The economics are different in the luxury brands, which were not as badly hit by the oil-related slump as the volume business. “The luxury end was affected by the downturn, but it’s more resilient, it’s OK,” he said.
“In the first four months of this year, we’re the number one dealer in the world for Bentley, and have consistently been among the biggest Bentley dealers in the world, if not the biggest. When luxury goods are moving, not just cars, but jewelry and other things, I feel that the economy will come back soon,” he said.
Bentley sales have been given a boost by the introduction at the end of last year of a new Continental GT, and by the continued appeal of the Bentayga, the company’s first move into the SUV market, which has huge appeal for motorists in the region. Deliberately priced at below 1 million dirhams ($272,250), the luxury SUV aims to take on other upmarket four-wheel-drive vehicles.
He seemed especially pleased with the performance of the McLaren range within his portfolio, vying with other more famous brands in the lucrative but very competitive sports car segment — another best seller in the region.
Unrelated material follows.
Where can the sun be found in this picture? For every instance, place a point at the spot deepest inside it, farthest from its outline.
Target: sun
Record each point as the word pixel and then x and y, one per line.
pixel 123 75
At the top end, McLaren competes with the best in the sports car market, and its BP23 model sells at more than 10 million dirhams. “There are only 116 vehicles around the world and we have six of them. In that ultimate series sector, McLaren is dominating,” Al-Habtoor said.
Then there is Bugatti, the French super-sports car whose Chiron model is one of the most expensive seen on the UAE’s roads, selling at around 12 million dirhams. Last year, the company sold 12 of them, Al-Habtoor said, but any ideas that McLaren is competing with, and cannibalizing sales, of Bugatti were dismissed.
“That’s like comparing a normal plane with a UFO. I once drove a Bugatti on a track at over 200km and it was as if I was having a picnic in the garden — you don’t even feel it,” he said.
Occasional high-speed track driving, apparently, is one of the few occasions he likes to give the chauffeur a day off.